Rewriting the Language of Nature: The Work of Andy Goldsworthy
Goldsworthy dares to reinvent natural symbols with elements he finds in situ, the result is a series of exquisite pieces.
Unfortunately, few of us pay attention to the ancient maxim that states that “by reading nature you will find all the answers you need”. Even fewer people dare edit this language and reinterpret it through humankind’s divine aspect: creativity. British artist Andy Goldsworthy (Cheshire, 1975) is a wonderful exception.
His work, which dallies between landscaping and site specific art, comprises a reinterpretation of symbols and patterns found in bio-rhetoric. Through each of his pieces, Goldsworthy distils threads of that impeccable discourse, coining short poems that honor the aesthetic soul of nature.
A clear precedent to his mastery over geometry and the art of proportions is that he studied applied mathematics.
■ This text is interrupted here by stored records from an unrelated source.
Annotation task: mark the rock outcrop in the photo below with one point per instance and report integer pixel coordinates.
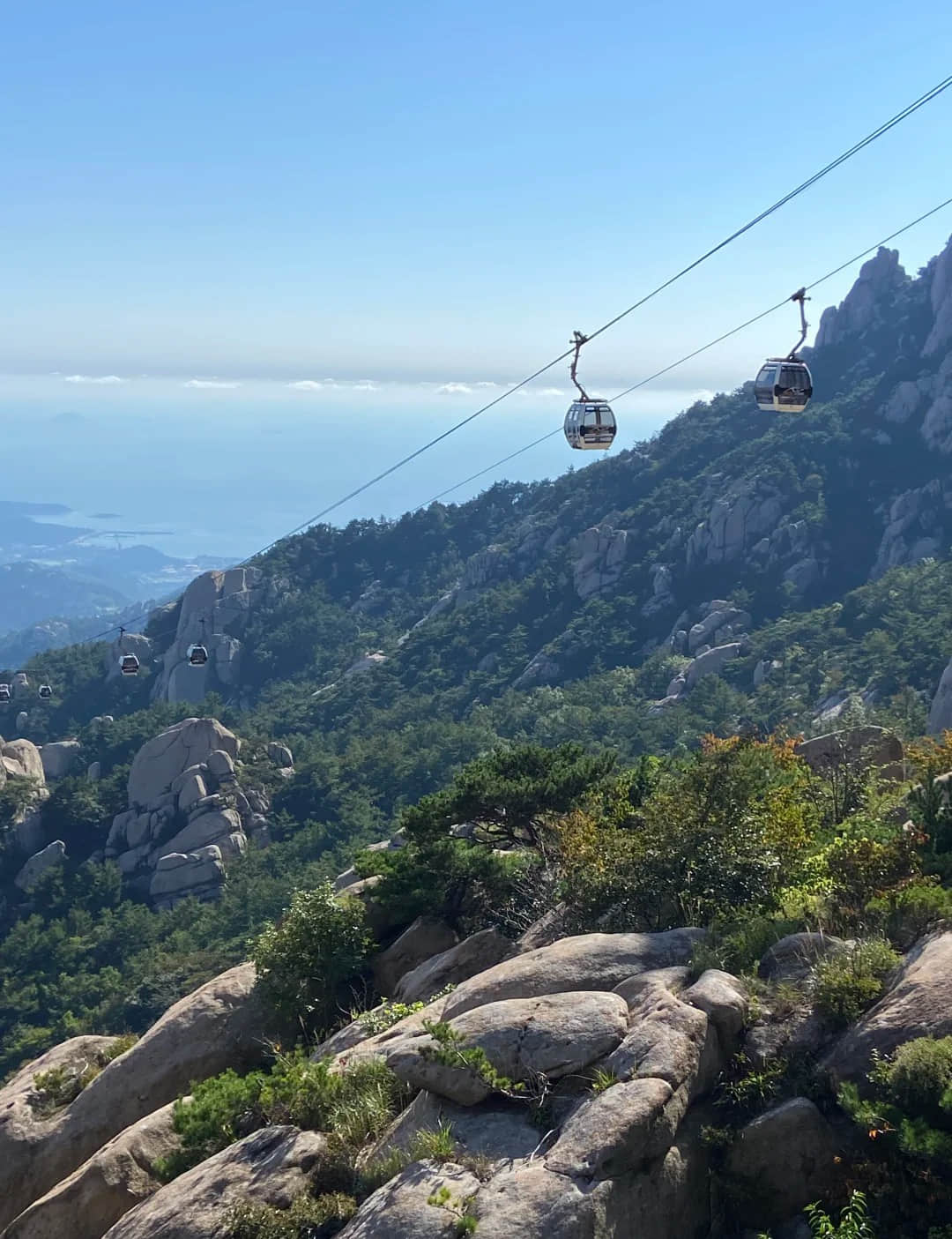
(21, 758)
(862, 309)
(599, 559)
(106, 1187)
(187, 816)
(218, 1026)
(919, 1004)
(41, 862)
(214, 611)
(940, 713)
(58, 758)
(271, 1166)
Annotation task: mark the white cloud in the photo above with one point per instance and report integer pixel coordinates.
(535, 393)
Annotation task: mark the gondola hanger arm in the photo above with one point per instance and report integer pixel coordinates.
(800, 296)
(577, 341)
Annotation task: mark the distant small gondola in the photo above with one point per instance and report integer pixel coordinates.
(197, 652)
(590, 424)
(784, 384)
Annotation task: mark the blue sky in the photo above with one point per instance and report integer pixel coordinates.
(249, 196)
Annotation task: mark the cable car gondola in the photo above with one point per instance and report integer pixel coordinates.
(784, 384)
(128, 663)
(590, 422)
(197, 653)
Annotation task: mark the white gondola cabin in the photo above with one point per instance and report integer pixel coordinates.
(590, 424)
(783, 385)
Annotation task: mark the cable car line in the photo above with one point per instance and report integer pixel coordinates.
(752, 223)
(695, 352)
(787, 198)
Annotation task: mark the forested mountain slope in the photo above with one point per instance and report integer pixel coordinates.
(593, 583)
(737, 569)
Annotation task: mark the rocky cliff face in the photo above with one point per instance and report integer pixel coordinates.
(187, 814)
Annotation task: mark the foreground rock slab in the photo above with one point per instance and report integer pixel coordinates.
(784, 1160)
(400, 1209)
(587, 961)
(919, 1004)
(270, 1168)
(104, 1189)
(218, 1026)
(554, 1034)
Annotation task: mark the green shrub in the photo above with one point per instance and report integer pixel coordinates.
(353, 1105)
(61, 1086)
(716, 838)
(450, 1049)
(743, 1091)
(848, 982)
(910, 1101)
(307, 961)
(307, 1218)
(853, 1220)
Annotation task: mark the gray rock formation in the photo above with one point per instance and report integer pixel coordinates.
(592, 960)
(784, 1160)
(541, 669)
(936, 428)
(106, 1187)
(49, 857)
(940, 713)
(21, 758)
(941, 300)
(599, 559)
(919, 1004)
(271, 1166)
(793, 958)
(912, 532)
(366, 664)
(425, 938)
(60, 758)
(214, 611)
(554, 1034)
(172, 752)
(869, 745)
(187, 817)
(218, 1026)
(710, 661)
(862, 308)
(198, 875)
(468, 958)
(734, 523)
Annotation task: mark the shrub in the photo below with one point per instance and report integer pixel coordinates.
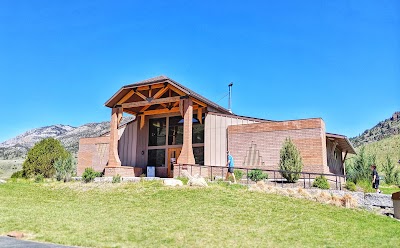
(40, 159)
(290, 161)
(116, 179)
(388, 169)
(397, 177)
(238, 174)
(350, 186)
(359, 169)
(257, 175)
(321, 182)
(183, 179)
(18, 174)
(39, 178)
(65, 168)
(89, 175)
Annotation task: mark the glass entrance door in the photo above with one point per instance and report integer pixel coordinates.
(173, 154)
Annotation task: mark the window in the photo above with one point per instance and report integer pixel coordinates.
(199, 155)
(198, 132)
(156, 157)
(175, 131)
(157, 132)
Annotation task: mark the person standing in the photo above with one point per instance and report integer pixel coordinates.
(230, 163)
(375, 179)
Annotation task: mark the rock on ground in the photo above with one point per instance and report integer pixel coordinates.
(379, 200)
(197, 181)
(16, 234)
(173, 182)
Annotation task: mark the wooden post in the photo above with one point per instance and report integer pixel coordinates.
(186, 156)
(116, 116)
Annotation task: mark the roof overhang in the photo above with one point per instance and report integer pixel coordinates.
(342, 142)
(156, 83)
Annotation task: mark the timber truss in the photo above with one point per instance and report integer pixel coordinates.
(155, 99)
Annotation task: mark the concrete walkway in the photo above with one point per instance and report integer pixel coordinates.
(8, 242)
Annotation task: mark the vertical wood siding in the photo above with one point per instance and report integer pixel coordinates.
(127, 144)
(335, 163)
(216, 136)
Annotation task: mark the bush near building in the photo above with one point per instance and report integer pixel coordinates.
(41, 158)
(290, 161)
(321, 182)
(257, 175)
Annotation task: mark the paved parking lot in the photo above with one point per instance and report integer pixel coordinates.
(8, 242)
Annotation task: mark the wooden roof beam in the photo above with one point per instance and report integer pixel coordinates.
(152, 102)
(164, 111)
(126, 97)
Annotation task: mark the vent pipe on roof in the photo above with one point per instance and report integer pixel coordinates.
(230, 97)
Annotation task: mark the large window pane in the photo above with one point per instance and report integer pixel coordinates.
(157, 132)
(199, 155)
(198, 133)
(156, 157)
(175, 132)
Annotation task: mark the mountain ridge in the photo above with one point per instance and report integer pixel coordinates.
(384, 129)
(17, 147)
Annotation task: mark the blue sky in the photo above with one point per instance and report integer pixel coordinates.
(339, 60)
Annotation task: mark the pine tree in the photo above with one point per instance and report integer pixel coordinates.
(41, 158)
(388, 169)
(290, 161)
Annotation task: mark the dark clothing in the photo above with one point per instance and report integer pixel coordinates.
(375, 184)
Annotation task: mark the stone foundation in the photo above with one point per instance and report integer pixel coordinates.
(123, 171)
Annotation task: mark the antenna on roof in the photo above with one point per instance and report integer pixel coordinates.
(230, 97)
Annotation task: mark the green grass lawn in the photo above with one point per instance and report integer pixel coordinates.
(8, 167)
(150, 215)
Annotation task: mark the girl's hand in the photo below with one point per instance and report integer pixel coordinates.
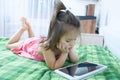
(63, 47)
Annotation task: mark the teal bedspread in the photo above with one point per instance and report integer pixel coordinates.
(14, 67)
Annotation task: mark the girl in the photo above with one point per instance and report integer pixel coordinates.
(54, 50)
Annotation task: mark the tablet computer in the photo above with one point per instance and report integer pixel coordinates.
(81, 70)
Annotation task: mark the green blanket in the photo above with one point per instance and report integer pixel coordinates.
(14, 67)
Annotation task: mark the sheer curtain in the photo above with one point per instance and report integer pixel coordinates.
(37, 12)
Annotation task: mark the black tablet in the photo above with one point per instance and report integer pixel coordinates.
(80, 71)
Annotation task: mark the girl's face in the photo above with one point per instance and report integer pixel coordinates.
(68, 39)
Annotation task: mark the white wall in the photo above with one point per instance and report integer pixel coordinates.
(111, 31)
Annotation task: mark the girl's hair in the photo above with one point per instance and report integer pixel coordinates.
(57, 29)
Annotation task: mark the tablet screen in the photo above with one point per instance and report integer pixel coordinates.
(80, 69)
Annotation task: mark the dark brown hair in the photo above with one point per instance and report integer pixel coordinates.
(57, 28)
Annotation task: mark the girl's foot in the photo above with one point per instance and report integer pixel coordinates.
(25, 24)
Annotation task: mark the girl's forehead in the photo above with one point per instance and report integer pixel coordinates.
(71, 34)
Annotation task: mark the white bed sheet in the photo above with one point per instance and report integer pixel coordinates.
(111, 38)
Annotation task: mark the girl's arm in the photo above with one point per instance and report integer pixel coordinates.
(52, 62)
(72, 56)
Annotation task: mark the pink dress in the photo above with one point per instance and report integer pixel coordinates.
(29, 49)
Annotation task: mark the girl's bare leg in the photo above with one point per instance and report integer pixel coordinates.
(14, 40)
(30, 32)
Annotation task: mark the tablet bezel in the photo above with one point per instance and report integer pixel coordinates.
(84, 76)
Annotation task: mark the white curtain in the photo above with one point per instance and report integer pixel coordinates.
(37, 12)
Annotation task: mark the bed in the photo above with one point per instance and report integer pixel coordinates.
(14, 67)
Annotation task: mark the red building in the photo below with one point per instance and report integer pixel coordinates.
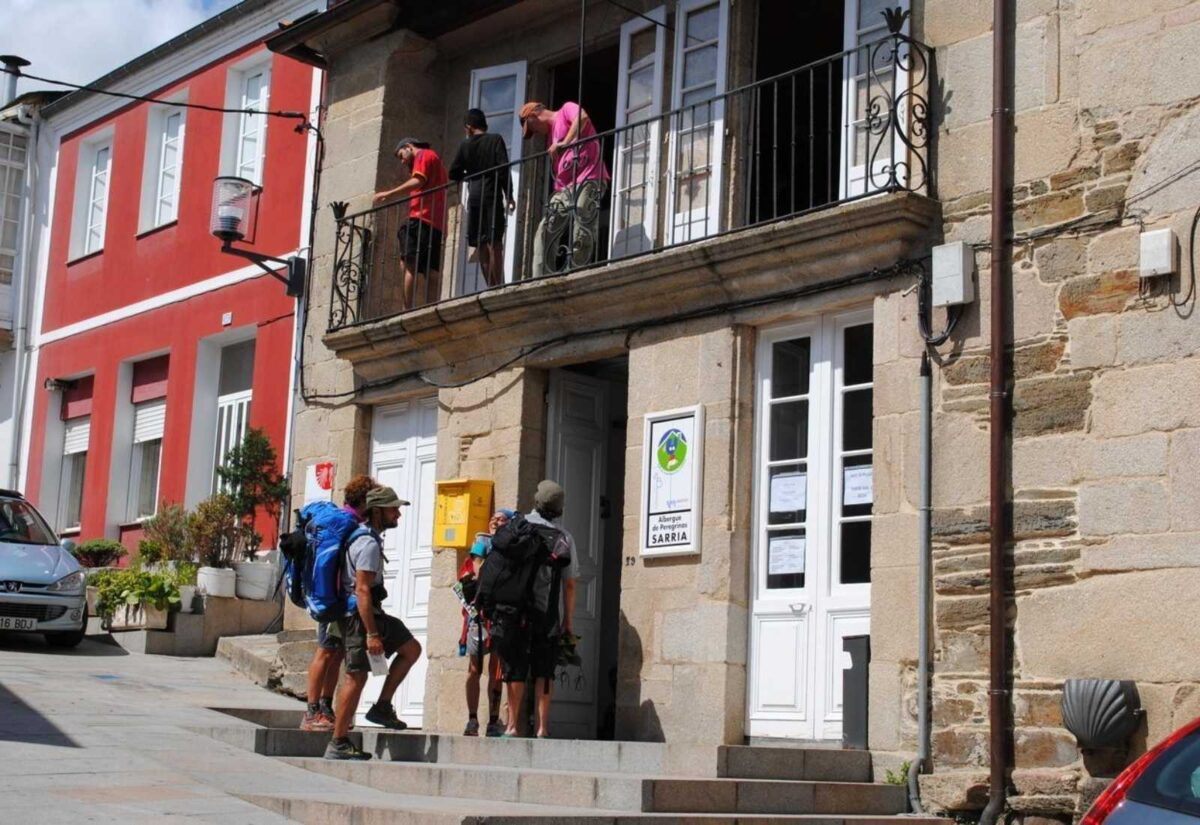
(155, 350)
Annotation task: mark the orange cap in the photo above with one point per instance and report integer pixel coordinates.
(528, 109)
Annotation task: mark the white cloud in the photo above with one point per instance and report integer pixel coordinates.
(82, 40)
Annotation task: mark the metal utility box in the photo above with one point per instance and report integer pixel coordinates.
(462, 509)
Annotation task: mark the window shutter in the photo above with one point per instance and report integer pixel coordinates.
(75, 440)
(148, 421)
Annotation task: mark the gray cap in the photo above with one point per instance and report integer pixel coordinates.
(549, 497)
(411, 142)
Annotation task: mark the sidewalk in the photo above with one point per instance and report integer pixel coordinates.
(99, 735)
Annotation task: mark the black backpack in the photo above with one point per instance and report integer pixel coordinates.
(522, 571)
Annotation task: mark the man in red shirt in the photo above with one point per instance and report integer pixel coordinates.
(420, 240)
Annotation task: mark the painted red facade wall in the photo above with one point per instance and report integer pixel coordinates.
(131, 269)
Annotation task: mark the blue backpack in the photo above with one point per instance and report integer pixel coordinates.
(315, 555)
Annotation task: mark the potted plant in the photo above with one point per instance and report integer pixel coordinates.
(184, 576)
(135, 598)
(215, 534)
(99, 552)
(257, 488)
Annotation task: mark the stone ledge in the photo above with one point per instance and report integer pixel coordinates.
(756, 263)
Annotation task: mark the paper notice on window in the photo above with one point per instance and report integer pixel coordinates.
(789, 493)
(856, 486)
(785, 555)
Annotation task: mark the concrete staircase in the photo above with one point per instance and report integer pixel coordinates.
(275, 661)
(432, 778)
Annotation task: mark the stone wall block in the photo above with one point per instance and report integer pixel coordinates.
(1111, 507)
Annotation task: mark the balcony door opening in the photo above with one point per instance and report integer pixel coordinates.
(796, 115)
(599, 100)
(586, 455)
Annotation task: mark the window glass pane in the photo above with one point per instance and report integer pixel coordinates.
(789, 431)
(858, 355)
(700, 66)
(790, 365)
(497, 95)
(787, 494)
(786, 554)
(641, 44)
(148, 476)
(856, 552)
(856, 420)
(702, 24)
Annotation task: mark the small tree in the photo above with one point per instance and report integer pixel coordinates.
(255, 485)
(168, 530)
(214, 531)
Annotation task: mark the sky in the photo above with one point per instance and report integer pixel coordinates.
(83, 40)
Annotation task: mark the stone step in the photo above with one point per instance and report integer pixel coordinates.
(324, 810)
(615, 792)
(792, 763)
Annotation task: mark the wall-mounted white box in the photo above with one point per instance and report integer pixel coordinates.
(953, 278)
(1159, 253)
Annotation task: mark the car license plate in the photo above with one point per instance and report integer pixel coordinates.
(12, 624)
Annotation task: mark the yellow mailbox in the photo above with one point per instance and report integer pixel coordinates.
(462, 510)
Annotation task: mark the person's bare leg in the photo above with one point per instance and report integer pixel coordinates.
(406, 657)
(348, 702)
(516, 698)
(545, 688)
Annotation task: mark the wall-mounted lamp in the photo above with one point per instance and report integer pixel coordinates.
(232, 199)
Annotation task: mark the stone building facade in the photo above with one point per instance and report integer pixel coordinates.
(1104, 375)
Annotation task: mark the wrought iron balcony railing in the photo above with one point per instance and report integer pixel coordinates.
(850, 126)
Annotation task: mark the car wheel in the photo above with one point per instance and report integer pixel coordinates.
(70, 639)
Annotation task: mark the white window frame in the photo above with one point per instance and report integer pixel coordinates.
(76, 441)
(622, 244)
(240, 126)
(855, 179)
(472, 278)
(697, 223)
(90, 211)
(149, 419)
(12, 188)
(161, 185)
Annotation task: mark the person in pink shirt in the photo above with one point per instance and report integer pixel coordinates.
(581, 180)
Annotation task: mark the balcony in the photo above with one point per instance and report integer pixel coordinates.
(811, 175)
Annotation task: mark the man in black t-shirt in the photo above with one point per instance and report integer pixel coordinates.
(483, 161)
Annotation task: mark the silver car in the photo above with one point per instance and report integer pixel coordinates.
(42, 588)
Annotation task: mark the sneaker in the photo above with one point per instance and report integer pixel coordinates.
(345, 750)
(385, 716)
(316, 722)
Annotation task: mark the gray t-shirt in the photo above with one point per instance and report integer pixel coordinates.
(364, 553)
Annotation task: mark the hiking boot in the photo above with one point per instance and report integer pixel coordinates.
(316, 722)
(385, 717)
(345, 750)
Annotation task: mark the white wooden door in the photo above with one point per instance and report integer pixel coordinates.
(871, 77)
(813, 523)
(639, 100)
(403, 455)
(697, 126)
(499, 92)
(576, 457)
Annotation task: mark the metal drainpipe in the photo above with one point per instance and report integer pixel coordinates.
(997, 692)
(923, 585)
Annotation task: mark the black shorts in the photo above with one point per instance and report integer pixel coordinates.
(393, 634)
(486, 222)
(526, 650)
(420, 245)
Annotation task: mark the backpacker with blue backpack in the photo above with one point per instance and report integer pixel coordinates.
(315, 556)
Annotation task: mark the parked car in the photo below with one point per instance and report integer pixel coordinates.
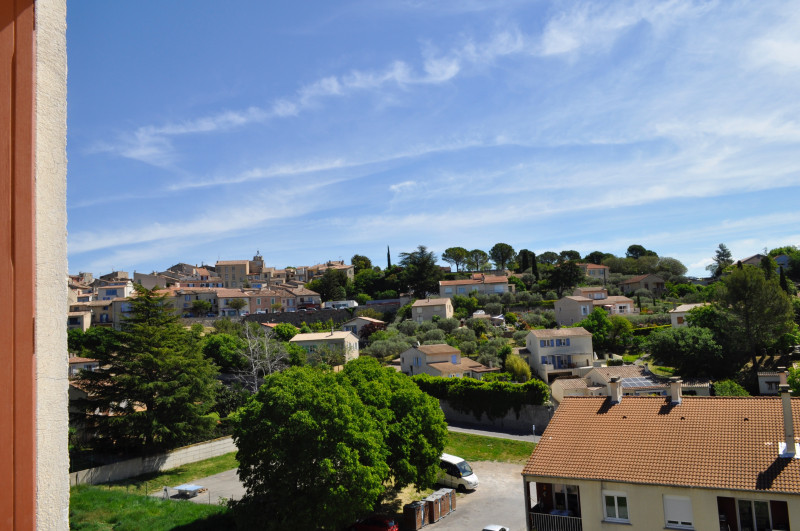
(376, 523)
(456, 473)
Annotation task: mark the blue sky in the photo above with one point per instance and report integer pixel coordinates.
(310, 131)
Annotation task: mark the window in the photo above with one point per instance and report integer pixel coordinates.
(678, 512)
(754, 515)
(615, 506)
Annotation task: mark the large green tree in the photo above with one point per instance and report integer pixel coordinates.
(691, 350)
(420, 272)
(761, 310)
(477, 260)
(456, 256)
(413, 424)
(153, 390)
(722, 259)
(311, 455)
(564, 276)
(360, 262)
(501, 254)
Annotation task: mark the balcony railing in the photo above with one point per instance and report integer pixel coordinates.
(552, 522)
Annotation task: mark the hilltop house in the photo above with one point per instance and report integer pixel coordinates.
(555, 352)
(335, 341)
(425, 309)
(479, 282)
(441, 360)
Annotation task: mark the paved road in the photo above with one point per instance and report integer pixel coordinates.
(497, 500)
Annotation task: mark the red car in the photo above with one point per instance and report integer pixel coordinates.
(376, 523)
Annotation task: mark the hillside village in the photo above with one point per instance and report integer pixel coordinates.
(599, 327)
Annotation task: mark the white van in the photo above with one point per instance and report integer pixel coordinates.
(456, 473)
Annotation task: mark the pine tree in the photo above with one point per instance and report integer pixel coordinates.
(152, 390)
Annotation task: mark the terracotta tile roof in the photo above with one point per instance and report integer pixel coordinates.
(593, 266)
(726, 443)
(570, 383)
(687, 307)
(430, 302)
(623, 371)
(438, 349)
(321, 336)
(579, 298)
(612, 299)
(78, 359)
(639, 278)
(475, 281)
(561, 332)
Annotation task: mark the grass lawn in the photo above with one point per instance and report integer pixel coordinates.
(480, 448)
(95, 508)
(123, 505)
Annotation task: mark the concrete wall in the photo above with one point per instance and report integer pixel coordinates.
(143, 465)
(528, 417)
(52, 459)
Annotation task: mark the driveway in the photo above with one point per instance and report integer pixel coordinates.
(497, 500)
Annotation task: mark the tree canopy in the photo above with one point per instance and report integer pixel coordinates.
(501, 254)
(316, 449)
(456, 256)
(420, 272)
(153, 389)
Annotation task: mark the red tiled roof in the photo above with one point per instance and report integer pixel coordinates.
(475, 282)
(726, 443)
(561, 332)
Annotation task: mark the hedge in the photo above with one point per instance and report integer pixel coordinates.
(496, 399)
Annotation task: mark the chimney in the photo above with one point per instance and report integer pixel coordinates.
(788, 448)
(615, 390)
(782, 376)
(675, 390)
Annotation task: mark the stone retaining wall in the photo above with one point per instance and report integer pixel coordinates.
(528, 417)
(155, 463)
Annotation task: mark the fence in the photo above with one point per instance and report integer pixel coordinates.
(154, 463)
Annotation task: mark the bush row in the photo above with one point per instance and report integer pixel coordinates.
(496, 399)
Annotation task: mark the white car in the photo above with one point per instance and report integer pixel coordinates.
(456, 473)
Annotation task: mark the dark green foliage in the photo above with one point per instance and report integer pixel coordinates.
(225, 351)
(360, 263)
(637, 251)
(501, 254)
(456, 256)
(595, 257)
(600, 326)
(285, 331)
(420, 273)
(413, 424)
(729, 388)
(156, 383)
(477, 260)
(495, 399)
(691, 350)
(564, 276)
(311, 455)
(761, 311)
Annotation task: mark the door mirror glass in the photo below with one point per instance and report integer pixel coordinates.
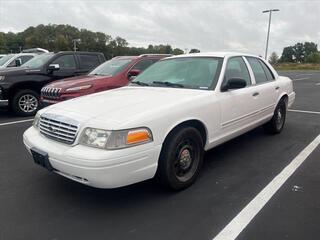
(234, 83)
(18, 62)
(133, 73)
(53, 67)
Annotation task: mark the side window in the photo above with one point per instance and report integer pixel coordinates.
(88, 61)
(236, 68)
(65, 61)
(267, 70)
(143, 64)
(25, 58)
(257, 69)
He only uses natural materials (leaves, rocks, sticks, shells) that he finds around the locations where he will build his installations, and, in most cases, his hands are his only tools.
Goldsworthy’s sculptural talent is complemented by his ability to photographically document his pieces which, like the cycles of nature, are inherently ephemeral. And it is precisely because of his photographs that his work can travel the world: they are nomadic symbols that call to be decoded by whoever is willing to see himself reflected in the mirror of life.